Bos Ducati Akui Bagnaia Kena Mental usai Jatuh di MotoGP Mandalika 2025
Tardozzi menambahkan bahwa Ducati memilih untuk memberi ruang pribadi bagi Bagnaia. Tim tidak ingin membebani atau menekan sang pembalap di masa sulit seperti ini.
“Jika dia sampai meneteskan air mata, situasinya tetap sama. Lebih baik membiarkannya sendiri agar dia bisa tampil di Phillip Island (Australia),” tukasnya.
Kata-kata Tardozzi mencerminkan kepedulian Ducati terhadap keseimbangan mental pembalapnya. Tekanan besar sebagai juara dunia memang membuat Bagnaia harus menghadapi ekspektasi tinggi di setiap seri. Namun, kegagalannya di Mandalika menjadi pengingat bahwa sisi emosional tetap memegang peranan besar dalam performa seorang pembalap top dunia.
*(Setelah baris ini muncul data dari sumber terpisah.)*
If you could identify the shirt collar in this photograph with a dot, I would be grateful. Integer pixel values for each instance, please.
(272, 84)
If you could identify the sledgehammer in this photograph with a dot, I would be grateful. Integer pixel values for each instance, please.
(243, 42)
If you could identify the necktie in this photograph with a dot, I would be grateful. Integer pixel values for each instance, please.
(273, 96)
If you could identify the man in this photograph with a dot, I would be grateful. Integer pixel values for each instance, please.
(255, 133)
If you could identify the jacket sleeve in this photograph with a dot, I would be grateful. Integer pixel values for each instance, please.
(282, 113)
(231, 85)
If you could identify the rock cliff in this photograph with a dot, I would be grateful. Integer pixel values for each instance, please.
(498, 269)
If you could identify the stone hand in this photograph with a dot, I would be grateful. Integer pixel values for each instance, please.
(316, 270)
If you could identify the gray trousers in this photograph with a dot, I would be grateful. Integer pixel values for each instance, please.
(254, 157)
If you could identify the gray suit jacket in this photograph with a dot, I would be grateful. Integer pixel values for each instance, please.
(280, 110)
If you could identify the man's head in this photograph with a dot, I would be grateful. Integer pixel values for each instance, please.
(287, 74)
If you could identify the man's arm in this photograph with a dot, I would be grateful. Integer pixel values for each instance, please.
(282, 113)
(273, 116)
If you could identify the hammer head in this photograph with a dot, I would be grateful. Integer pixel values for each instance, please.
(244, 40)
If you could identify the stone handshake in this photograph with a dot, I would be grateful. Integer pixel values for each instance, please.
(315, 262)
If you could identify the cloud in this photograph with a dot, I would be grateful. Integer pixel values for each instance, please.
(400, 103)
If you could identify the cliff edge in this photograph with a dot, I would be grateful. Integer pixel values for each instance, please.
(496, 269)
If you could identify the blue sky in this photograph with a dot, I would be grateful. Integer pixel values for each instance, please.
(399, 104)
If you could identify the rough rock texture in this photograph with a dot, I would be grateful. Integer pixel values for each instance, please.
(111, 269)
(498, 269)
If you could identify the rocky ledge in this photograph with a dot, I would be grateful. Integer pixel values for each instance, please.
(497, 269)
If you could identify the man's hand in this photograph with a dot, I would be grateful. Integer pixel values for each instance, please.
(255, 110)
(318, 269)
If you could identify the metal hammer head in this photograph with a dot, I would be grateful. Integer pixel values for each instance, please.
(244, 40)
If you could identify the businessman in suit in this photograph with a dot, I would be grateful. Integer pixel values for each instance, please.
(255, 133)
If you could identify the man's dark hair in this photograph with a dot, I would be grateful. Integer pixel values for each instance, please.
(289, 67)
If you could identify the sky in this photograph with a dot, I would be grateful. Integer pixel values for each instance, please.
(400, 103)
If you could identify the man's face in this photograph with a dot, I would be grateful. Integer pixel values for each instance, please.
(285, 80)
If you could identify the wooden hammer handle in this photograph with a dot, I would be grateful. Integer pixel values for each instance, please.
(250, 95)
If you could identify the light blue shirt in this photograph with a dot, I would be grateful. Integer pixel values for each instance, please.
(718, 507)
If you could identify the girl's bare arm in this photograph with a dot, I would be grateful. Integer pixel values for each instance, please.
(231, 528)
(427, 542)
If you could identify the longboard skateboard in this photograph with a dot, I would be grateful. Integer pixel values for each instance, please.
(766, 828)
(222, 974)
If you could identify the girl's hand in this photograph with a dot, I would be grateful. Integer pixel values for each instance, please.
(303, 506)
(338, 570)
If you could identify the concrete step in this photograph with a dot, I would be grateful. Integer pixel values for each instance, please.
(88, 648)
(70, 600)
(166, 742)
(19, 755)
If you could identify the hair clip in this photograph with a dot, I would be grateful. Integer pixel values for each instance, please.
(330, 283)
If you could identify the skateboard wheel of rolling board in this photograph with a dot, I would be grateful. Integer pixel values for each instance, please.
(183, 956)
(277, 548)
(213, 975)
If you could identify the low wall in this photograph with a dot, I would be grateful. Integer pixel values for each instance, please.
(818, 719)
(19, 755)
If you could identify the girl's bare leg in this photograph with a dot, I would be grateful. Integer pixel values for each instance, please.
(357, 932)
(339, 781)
Kini, Ducati dan para penggemar menanti kebangkitan Bagnaia di MotoGP Australia 2025 yang akan digelar di Sirkuit Phillip Island, Victoria, pada 17–19 Oktober 2025. Ajang itu bisa menjadi momentum pembuktian bagi Bagnaia untuk bangkit dari keterpurukan dan mengembalikan kepercayaan dirinya.
Bagi Tardozzi, momen jatuh seperti di Mandalika justru menjadi ujian sejati bagi seorang juara. Dan untuk Bagnaia, kebangkitan dari kegagalan di Indonesia bisa menjadi titik balik menuju gelar dunia ketiganya.